Il volo delle 23.25 per Urumqi ci aspetta così saluto Kashgar a malincuore e con non pochi punti interrogativi in testa.
Giorno 7: Urumqi > Turpan
Sembra che dormire, in questo viaggio, non sia contemplato. La sveglia suona alle 6 e in meno di mezzora siamo già in viaggio per Turpan. Tharim, il nostro driver, è giovanissimo e super premuroso: ci offre un Nescafè freddo in lattina che, pur facendo schifo, è la cosa più vicina alla caffeina disponibile al momento. Si è conquistato la mia simpatia in tempo zero!
Aisha, studentessa di lingue e letterature straniere a Shangai, sarà invece la nostra guida alla scoperta delle zone desertiche dell’area di Turpan.
Turpan è una piccola cittadina uigura situata lungo la via della Seta. Si trova anch’essa nella regione dello Xinjiang ed è la seconda città più bassa al mondo. Infatti, è situata in una depressione a -150 mt sotto al livello del mare.
Il clima a Turpan è molto caldo e secco, non piove praticamente mai. Ragazzi, fa un caldo pazzesco! Non ero mai stata a 45 gradi sotto il sole delle 2 del pomeriggio ma vi assicuro che non è stata una bellissima esperienza: sembra di entrare in un forno nel bel mezzo della cottura dell’arrosto.
A Turpan e dintorni ci sono parecchie cose da vedere. Purtroppo, non esistono mezzi pubblici e i siti sono tutti distanti l’uno dall’altro. Per questo abbiamo deciso di affidarci a Tharim e Aisha.
La prima giornata in loro compagnia è dedicata alla visita del villaggio Toyup, alla vecchia capitale Goachang, alle tombe di Astana e alle grotte dei mille Buddha di Bizeklik.
Nel tardo pomeriggio, Tharim ci accompagna nella vigna del fratello per raccogliere qualche grappolo di uva fresca. Poi ci invita a cena a casa sua e, per la prima volta da quando siamo in Cina, mangeremo veramente bene.
Giorno 8: Turpan > Urumqi
Inizio più soft oggi e colazione a suon di noodles e ravioli.
Prima tappa alle rovine di Jiaohe, una grande città militare con più di 2000 anni di storia e risalente alla dinastia Han. La città sorge su una collina desertica tra due vallate solcate da due corsi d’acqua. Jiaohe fu abbandonata definitivamente con l’invasione mongola per mano di Genghis Khan, nel XIII secolo.

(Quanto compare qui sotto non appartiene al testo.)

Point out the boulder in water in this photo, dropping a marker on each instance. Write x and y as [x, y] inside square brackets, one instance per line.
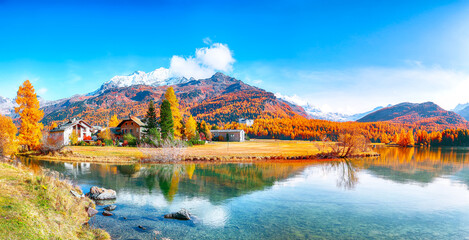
[183, 214]
[107, 213]
[97, 193]
[110, 208]
[91, 211]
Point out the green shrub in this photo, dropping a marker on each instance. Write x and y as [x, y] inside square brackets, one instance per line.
[195, 141]
[108, 142]
[131, 139]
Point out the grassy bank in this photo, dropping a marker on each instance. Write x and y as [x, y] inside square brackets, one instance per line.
[34, 206]
[215, 151]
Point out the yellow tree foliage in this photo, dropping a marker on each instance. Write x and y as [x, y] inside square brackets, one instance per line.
[191, 128]
[114, 121]
[406, 138]
[73, 138]
[177, 125]
[30, 115]
[8, 144]
[105, 134]
[208, 134]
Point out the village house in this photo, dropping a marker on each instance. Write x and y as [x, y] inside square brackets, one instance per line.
[230, 135]
[63, 131]
[132, 125]
[248, 122]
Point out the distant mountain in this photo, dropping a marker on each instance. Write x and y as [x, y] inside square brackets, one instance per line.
[219, 98]
[462, 110]
[460, 107]
[7, 106]
[159, 77]
[316, 113]
[427, 113]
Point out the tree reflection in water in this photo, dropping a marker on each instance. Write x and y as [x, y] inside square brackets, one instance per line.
[346, 171]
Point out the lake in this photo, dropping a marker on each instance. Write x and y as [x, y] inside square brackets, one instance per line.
[407, 193]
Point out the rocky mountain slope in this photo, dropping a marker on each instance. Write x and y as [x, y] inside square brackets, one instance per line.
[427, 113]
[219, 98]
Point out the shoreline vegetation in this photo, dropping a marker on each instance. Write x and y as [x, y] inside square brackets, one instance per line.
[40, 206]
[254, 150]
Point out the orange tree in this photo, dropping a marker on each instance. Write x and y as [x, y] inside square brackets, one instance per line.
[30, 130]
[8, 145]
[173, 101]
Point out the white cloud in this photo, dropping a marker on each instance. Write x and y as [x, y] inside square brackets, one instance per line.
[207, 41]
[356, 90]
[293, 99]
[207, 60]
[42, 91]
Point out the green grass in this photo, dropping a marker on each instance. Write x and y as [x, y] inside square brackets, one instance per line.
[39, 207]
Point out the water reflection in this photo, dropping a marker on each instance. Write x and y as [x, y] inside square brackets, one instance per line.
[407, 192]
[420, 165]
[218, 182]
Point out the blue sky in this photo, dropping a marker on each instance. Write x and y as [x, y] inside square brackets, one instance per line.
[347, 56]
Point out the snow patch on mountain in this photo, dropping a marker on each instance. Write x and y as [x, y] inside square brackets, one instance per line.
[316, 113]
[159, 77]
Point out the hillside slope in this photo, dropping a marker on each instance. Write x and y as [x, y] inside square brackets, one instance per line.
[425, 114]
[219, 98]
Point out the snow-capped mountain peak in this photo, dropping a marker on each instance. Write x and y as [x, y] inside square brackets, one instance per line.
[316, 113]
[159, 77]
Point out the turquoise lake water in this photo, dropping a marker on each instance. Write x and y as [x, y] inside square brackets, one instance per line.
[404, 194]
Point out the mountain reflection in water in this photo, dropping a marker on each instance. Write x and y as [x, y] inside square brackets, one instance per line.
[405, 193]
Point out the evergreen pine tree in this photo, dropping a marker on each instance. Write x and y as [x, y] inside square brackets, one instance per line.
[150, 119]
[166, 120]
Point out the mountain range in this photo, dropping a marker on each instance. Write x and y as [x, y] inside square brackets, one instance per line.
[219, 98]
[424, 114]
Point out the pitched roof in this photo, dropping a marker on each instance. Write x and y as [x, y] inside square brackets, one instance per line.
[70, 123]
[134, 119]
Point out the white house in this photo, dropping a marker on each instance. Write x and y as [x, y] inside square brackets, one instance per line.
[230, 135]
[63, 131]
[248, 122]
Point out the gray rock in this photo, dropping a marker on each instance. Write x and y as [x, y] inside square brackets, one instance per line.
[183, 214]
[97, 193]
[75, 194]
[110, 207]
[91, 212]
[107, 213]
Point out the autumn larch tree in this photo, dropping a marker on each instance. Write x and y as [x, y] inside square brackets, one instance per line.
[53, 125]
[114, 121]
[30, 130]
[150, 119]
[8, 145]
[191, 128]
[173, 101]
[166, 120]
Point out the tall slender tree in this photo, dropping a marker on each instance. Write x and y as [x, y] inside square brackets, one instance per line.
[8, 144]
[173, 101]
[150, 119]
[30, 130]
[191, 128]
[114, 121]
[166, 120]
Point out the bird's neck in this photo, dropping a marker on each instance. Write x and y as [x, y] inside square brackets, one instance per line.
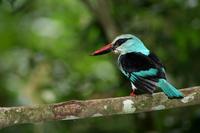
[137, 47]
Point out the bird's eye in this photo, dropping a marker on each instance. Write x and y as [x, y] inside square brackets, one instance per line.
[120, 42]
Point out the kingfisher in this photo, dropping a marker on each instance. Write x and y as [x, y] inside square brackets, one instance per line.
[142, 68]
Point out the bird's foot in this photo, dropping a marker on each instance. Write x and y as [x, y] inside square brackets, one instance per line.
[132, 94]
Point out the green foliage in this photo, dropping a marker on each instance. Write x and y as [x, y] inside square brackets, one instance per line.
[44, 58]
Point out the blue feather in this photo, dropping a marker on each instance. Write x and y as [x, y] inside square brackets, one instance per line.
[169, 90]
[144, 73]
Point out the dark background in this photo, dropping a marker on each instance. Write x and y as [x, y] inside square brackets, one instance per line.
[44, 58]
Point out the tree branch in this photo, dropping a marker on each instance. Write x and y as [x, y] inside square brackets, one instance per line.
[95, 108]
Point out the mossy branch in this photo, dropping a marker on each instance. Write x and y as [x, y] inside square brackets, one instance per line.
[95, 108]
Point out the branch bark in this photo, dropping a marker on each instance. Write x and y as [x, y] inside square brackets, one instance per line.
[95, 108]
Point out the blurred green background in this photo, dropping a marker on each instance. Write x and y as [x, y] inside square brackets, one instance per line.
[44, 58]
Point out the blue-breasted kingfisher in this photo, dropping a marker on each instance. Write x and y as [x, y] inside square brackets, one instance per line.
[142, 67]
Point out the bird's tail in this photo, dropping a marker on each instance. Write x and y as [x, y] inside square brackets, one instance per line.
[169, 90]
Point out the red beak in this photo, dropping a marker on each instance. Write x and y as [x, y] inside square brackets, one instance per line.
[106, 49]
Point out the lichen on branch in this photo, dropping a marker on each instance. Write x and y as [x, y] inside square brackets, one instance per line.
[77, 109]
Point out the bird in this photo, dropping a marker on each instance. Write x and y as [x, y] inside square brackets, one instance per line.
[142, 67]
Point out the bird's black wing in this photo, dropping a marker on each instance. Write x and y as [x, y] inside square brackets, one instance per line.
[155, 59]
[141, 70]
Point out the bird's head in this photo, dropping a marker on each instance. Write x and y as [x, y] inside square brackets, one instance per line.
[123, 44]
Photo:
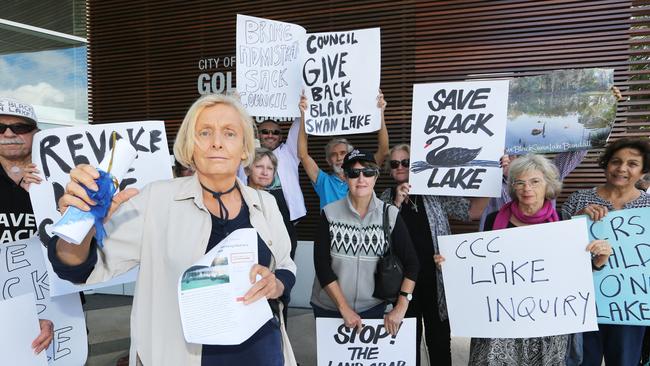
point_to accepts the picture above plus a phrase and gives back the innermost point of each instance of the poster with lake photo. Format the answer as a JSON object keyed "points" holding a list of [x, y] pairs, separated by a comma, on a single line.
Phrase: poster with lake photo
{"points": [[565, 110]]}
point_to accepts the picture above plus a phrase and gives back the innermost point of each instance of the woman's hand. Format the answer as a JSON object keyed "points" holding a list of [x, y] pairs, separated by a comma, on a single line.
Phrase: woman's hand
{"points": [[438, 259], [75, 195], [504, 162], [30, 176], [600, 252], [381, 103], [44, 337], [393, 319], [595, 212], [268, 286], [351, 319], [401, 194]]}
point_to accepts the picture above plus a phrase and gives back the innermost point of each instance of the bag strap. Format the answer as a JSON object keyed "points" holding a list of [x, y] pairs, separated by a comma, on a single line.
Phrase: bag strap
{"points": [[386, 227]]}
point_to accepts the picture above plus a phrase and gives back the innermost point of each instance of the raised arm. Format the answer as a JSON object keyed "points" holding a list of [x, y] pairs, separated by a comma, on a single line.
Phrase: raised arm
{"points": [[382, 135], [303, 152]]}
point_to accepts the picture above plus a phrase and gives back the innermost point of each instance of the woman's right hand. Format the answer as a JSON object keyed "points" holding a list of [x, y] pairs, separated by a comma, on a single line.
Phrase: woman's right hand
{"points": [[438, 259], [401, 193], [75, 195], [351, 319], [595, 212]]}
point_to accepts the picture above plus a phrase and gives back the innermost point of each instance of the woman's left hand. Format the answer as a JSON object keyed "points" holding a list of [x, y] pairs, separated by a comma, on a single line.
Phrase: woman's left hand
{"points": [[393, 319], [44, 337], [268, 286], [30, 176], [600, 250]]}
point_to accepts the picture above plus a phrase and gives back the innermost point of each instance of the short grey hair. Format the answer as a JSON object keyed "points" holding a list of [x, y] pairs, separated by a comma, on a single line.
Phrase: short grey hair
{"points": [[335, 141], [530, 162]]}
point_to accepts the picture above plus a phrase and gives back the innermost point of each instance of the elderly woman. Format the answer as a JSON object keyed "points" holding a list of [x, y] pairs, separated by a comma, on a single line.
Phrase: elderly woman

Il sole è nascosto dietro alle nuvole e questa cosa non ci dispiace. Fa già parecchio caldo così.
Dopo un paio d’ore ci spostiamo a visitare il museo idrico e i Karetz (pozzi), antico sistema di irrigazione che permise all’oasi di Turpan di sopravvivere nel tempo.
Una tappa al museo di Turpan e poi al Minareto di Emin, il più alto della Cina con i suoi 44 metri. Il suo aspetto è differente dai classici minareti delle moschee dell’asia centrale. Ha una forma conica e una decorazione che è un mix di elementi cinesi ed elementi islamici.
Prima di rientrare ad Urumqi, il nostro amico Tharim ci accompagna in una cantina gestita da una coppia di personaggi improbabili: un francese ex sommelier di una delle più grandi cantine francesi, reclutato dal regime per importare in Cina la cultura del vino; un ragazzo di Padova il cui compito era aiutare il povero sommelier nell’arduo compito.
Dai racconti dei due, i risultati non erano molto incoraggianti.
“Degustiamo” tre tipi di vino, tutti rossi e tutti con una gradazione alcolica importante. Inutile raccontare lo stato euforico al momento del congedo.
Arriviamo ad Urumqi verso le 20 e finiamo nel primo ristorante con “menu disegnato”, dopo aver passato un’ora abbondante cercandone uno raccomandato dalla Lonely Planet. Devo dirlo ragazzi, la Lonely Planet questo giro ci ha delusi: ci fosse stato un solo ristorante da loro segnalato ancora esistente!
Termina qui la nostra esperienza nello Xinjiang. L’indomani cambieremo regione e ci sposteremo nel Gansu.
Qui trovi 8 tappe successive di questo viaggio straordinario.
Giovanni
Ottima descrizione, potrei chiederti come hai fatto ad organizzare la la tratta kangsha-tashkurgan lungo la karakorun highway?
Elena Frigerio
ciao Giovanni, scusami il ritardo nella risposta. Abbiamo fatto un tour privato da Kashgar, con autista e guida.